Marshawn Lynch: Keep it Lit, Buffalo Fans

Marshawn Lynch, on the other hand, travels a different blogging path from that of Mark Cuban:

"Whats good, Yard Barkers? I know you haven't heard from ya boy in a minute, but I'm still alive. I've just been chillin' tryin' to get right for the season. If you don't know, we're 4-0 right now and tryin' to get to 5-0. I need all the Buffalo fans to keep it lit for us while we're doing our thang and the non Buffalo fans to jump on the band wagon and ride that thang FASTER."

Be sure to check his un-edited post here. Yowza. We're not hatin' on ya, Marshawn. We're just trying to read ya.

Tyson Chandler: Ultra Large, Ultrasound Expectations

Tyson, sweat beads and all, re-tells his family's ultrasound experience like a Jack Bauer 24 episode:

"I was in the ultrasound room, and I'm back there just sweating bullets, right?" he writes. "And the nurse has got the ultrasound going, and she's like, 'Well, we're gonna learn today.

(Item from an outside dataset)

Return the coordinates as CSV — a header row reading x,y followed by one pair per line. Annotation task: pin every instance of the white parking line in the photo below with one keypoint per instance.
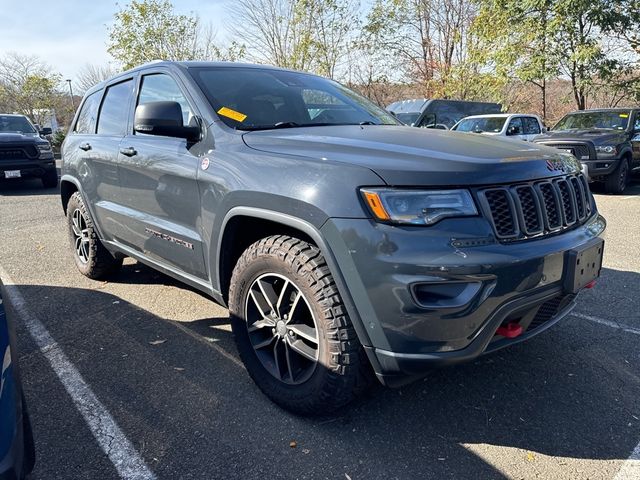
x,y
608,323
111,439
630,469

The baby's giving us a good view.' I'm sitting there like, 'C'mon, c'mon. Be a boy.' I literally had sweat beads coming down. It was me, both of my little brothers, my mom, my mother-in-law, my wife and the baby's godmother. All in the ultrasound room, eight people. So we're in there, and I'm saying in my head, 'Be a boy. Be a boy. C'mon. Be a boy.' I'm just going back and forth. And then the nurse says, 'Do you want to know?' And I'm like, 'Yeah, what is it?' 'It's a boy!' I started screaming 'Yeah!" like I had just won the NBA championship or something. My brothers are yelling and we're in there jumping around, giving each other high fives. Afterward, I walk out and the nurses are like, "What was going on in there?" We told her, "It's a boy." And she said, "Yeah, that happens when men come in here and they find out it's a boy."